Resource conservation, innovation and the planetary crisis

Researchers speak in this context of a ‘Great Acceleration’. And ‘sustainable development’ is an attempt to put the brakes on this acceleration. To start with, the idea is not as far removed from the productivity paradigm as one might think. Three hundred years ago Hans Carl von Carlowitz, one of the forefathers of sustainable development in Germany, wasn’t interested in forest conservation for the sake of the trees – a forest manager only in so far as he was a mining inspector, von Carlowitz’ ecological concerns came much later; he simply wanted to secure a supply of wood for melting metal in his native region of Saxony tomorrow and well into the future.

The wood crisis that so exercised von Carlowitz abated soon after his death. This was due not to the sustainable development von Carlowitz had championed – felling no more trees than can grow back – but to innovation: the discovery that it was possible to mine and burn coal on a huge scale. Thus began the spiral whose consequences have produced the planetary crisis we talk about today – and I’m referring not just to the immediate effect of the increase in atmospheric CO2 concentrations by 40 per cent to date, but also to the massive increase in material throughput, to land consumption, and to the loss of species. Yet it was also this spiral that made it possible for the global population to increase seven-fold and for life expectancy to more than double worldwide – worldwide, not just in the Global North!

Less fire, greater vulnerability

Today, four billion people live in the world’s cities, four times the total global population in 1800. Forests have been drastically depleted as the area taken up by agricultural land has increased significantly. By the way, that fact alone disproves the claim that wildfires are on the rise. Desertification processes can be observed everywhere, but they have less to do with open burning fires than with leaching processes, which in turn stem from our need for animal feed, oil for engines and plastics, and cement. What is true is that such fires now pose a much larger threat to human life than they used to. That’s similar to the heat-island effect in cities, which exacerbates the consequences of heatwaves for the many people who live there, especially the weakest among them, the elderly and children: so human vulnerability is increasing, also due to fire.

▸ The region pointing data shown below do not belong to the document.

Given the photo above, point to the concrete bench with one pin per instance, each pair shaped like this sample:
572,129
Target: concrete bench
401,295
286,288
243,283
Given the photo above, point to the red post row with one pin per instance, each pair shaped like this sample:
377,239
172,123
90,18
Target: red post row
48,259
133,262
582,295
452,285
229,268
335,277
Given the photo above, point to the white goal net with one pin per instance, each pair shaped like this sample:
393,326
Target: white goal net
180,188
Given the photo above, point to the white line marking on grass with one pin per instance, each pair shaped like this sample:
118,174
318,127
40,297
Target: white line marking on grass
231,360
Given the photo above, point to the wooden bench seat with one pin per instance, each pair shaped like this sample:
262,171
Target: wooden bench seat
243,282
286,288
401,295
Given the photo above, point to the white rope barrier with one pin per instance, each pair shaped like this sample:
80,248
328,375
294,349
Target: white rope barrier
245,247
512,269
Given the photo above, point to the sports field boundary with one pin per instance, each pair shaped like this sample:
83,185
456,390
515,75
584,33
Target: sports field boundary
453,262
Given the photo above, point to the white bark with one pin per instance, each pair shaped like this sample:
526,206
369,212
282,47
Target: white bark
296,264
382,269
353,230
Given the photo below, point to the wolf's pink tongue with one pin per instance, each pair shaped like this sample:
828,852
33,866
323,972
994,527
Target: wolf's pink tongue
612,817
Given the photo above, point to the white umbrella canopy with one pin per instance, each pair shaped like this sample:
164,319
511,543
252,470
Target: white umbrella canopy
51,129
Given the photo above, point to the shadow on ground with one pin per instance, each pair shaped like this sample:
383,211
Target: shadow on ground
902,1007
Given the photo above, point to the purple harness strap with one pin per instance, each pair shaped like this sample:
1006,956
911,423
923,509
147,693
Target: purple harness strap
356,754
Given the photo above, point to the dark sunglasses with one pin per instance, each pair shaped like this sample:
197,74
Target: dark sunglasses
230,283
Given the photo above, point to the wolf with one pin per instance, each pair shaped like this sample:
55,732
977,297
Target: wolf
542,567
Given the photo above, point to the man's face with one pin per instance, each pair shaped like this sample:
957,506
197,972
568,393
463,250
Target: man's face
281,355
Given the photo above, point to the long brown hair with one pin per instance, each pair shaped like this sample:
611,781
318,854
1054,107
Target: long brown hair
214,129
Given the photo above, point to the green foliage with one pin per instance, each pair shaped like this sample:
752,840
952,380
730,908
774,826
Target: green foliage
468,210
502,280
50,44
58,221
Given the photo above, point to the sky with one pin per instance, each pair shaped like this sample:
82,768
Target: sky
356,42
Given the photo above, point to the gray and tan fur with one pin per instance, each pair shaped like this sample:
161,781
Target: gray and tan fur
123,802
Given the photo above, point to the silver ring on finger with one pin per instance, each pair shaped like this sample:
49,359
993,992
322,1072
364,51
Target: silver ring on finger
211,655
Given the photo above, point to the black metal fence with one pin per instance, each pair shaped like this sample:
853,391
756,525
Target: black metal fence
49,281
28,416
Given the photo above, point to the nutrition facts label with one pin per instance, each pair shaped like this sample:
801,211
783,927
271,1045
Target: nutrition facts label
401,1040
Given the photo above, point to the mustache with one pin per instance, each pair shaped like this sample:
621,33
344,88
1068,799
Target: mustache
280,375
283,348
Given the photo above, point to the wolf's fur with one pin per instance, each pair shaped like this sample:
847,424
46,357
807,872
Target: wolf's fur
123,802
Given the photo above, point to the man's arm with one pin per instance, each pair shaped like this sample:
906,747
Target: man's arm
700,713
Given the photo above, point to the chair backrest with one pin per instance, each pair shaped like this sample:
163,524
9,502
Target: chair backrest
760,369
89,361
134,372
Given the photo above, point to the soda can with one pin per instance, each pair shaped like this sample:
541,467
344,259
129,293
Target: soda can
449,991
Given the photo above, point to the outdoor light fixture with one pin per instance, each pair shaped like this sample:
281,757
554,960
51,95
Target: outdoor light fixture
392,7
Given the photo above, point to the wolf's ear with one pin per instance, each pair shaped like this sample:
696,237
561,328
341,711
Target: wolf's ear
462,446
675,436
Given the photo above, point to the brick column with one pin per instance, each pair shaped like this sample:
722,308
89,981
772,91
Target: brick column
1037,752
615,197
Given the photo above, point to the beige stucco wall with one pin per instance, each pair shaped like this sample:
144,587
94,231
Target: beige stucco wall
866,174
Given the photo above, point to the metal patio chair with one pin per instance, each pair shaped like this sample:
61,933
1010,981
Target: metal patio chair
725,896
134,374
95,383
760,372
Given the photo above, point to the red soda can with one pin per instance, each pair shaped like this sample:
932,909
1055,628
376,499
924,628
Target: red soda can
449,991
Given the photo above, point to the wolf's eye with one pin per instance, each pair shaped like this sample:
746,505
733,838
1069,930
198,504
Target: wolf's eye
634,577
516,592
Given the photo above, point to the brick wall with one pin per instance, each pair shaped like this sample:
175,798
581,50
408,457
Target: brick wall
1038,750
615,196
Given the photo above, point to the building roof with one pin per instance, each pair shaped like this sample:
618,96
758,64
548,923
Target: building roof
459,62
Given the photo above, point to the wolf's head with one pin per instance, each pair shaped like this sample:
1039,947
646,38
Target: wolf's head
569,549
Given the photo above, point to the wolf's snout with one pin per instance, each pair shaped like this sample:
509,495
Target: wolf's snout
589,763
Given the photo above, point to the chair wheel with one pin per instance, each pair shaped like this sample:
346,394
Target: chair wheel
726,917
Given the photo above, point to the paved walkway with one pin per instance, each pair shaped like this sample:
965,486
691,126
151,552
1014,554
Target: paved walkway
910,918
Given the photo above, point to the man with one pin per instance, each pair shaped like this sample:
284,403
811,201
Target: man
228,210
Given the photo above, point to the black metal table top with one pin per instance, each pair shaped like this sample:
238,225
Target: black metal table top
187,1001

I’m not talking about the scarcity of resources here, but about vulnerability and the loss of resilience. And usually – but not always – it’s poorer people who are the worst affected. The modern, political concept of sustainability, which has been in vogue for the last thirty years, is concerned above all with establishing justice in the distribution of benefits and risks.

Warming as opposed to burning

But a fairer distribution will not come from producing ever more, newer things. On the contrary, we need to ask ourselves what we can still do apart from producing and consuming, metabolising and combusting. The transformation towards sustainability must mean: not just viewing trees as a resource, but also appreciating the forest as a habitat. Because the log upon which the flame ignites does matter after all: it needs to keep us warm without burning us.